The combination of these factors created a self-reinforcing cycle: more people understood Raft, so more people implemented it, so more production systems used it, so more blog posts were written about it, so more people learned it. Paxos, for all its theoretical depth, could not compete with this cycle.
Where Raft Falls Short
Raft is not perfect. The design choices that make it understandable also constrain it:
Strong leader. All writes go through the leader. In a geo-distributed deployment, this means all writes incur the latency to the leader’s region. Multi-decree Paxos variants like EPaxos (Chapter 13) can commit writes at any replica.

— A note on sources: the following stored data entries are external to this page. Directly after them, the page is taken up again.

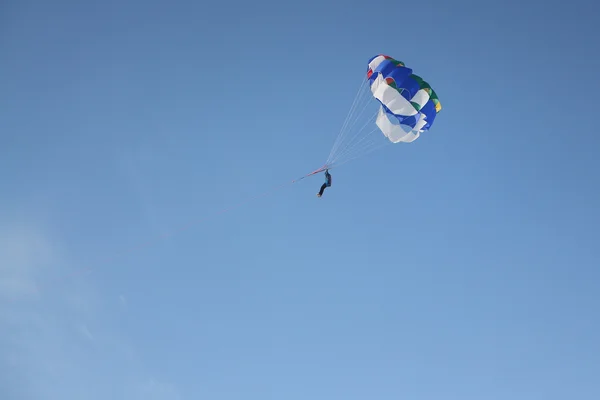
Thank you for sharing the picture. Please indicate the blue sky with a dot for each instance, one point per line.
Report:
(461, 266)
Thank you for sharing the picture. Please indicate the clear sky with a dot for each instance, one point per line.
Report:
(461, 266)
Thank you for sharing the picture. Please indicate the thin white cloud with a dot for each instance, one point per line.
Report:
(42, 354)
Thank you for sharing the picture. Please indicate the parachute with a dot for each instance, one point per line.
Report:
(405, 107)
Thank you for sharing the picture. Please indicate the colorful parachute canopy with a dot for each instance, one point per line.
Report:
(408, 104)
(391, 100)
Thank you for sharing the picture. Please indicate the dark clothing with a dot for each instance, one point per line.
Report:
(326, 184)
(323, 186)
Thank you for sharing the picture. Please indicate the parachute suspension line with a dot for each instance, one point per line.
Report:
(356, 137)
(359, 98)
(355, 141)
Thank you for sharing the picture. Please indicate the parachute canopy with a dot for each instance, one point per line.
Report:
(408, 103)
(403, 106)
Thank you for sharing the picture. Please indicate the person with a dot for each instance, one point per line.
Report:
(326, 184)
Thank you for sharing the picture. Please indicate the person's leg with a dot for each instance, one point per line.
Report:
(323, 186)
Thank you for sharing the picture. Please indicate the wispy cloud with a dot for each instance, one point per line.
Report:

No log gaps. The contiguous log simplifies reasoning but means a slow follower blocks commit of later entries (since commit index advances sequentially). This is rarely a problem in practice but is a theoretical limitation.
Leader bottleneck. In a large cluster (5+ nodes), the leader must send AppendEntries to all followers and process all responses. The leader’s network bandwidth and CPU become the bottleneck before the followers’.
Rigid term structure. Raft’s term-based reasoning is clean but inflexible. Certain optimizations that are natural in Multi-Paxos (like out-of-order commits or flexible quorums) don’t fit naturally into Raft’s model.
These limitations are real but usually acceptable. For most systems, the benefits of understandability and implementation quality outweigh the theoretical performance advantages of more flexible protocols.
The Honest Assessment
Raft is not “Paxos for humans.” It is a well-designed consensus protocol with excellent documentation that solves the same problem as Multi-Paxos with similar performance. It makes some design choices that simplify understanding at the cost of flexibility, and it was accompanied by an unprecedented pedagogical effort that made it accessible to a broad audience.
If you are building a new system that needs consensus, Raft is almost certainly the right choice. Not because it’s the best consensus algorithm (there is no “best”), but because it has the largest community, the most reference implementations, the most operational experience, and the most educational resources. In distributed systems, being well-understood is a feature that trumps almost every theoretical advantage.
Paxos is more general. VR is more complete. EPaxos is more flexible. But Raft is the one your team can implement correctly, debug effectively, and operate confidently. In the agony of consensus algorithms, that might be the thing that matters most.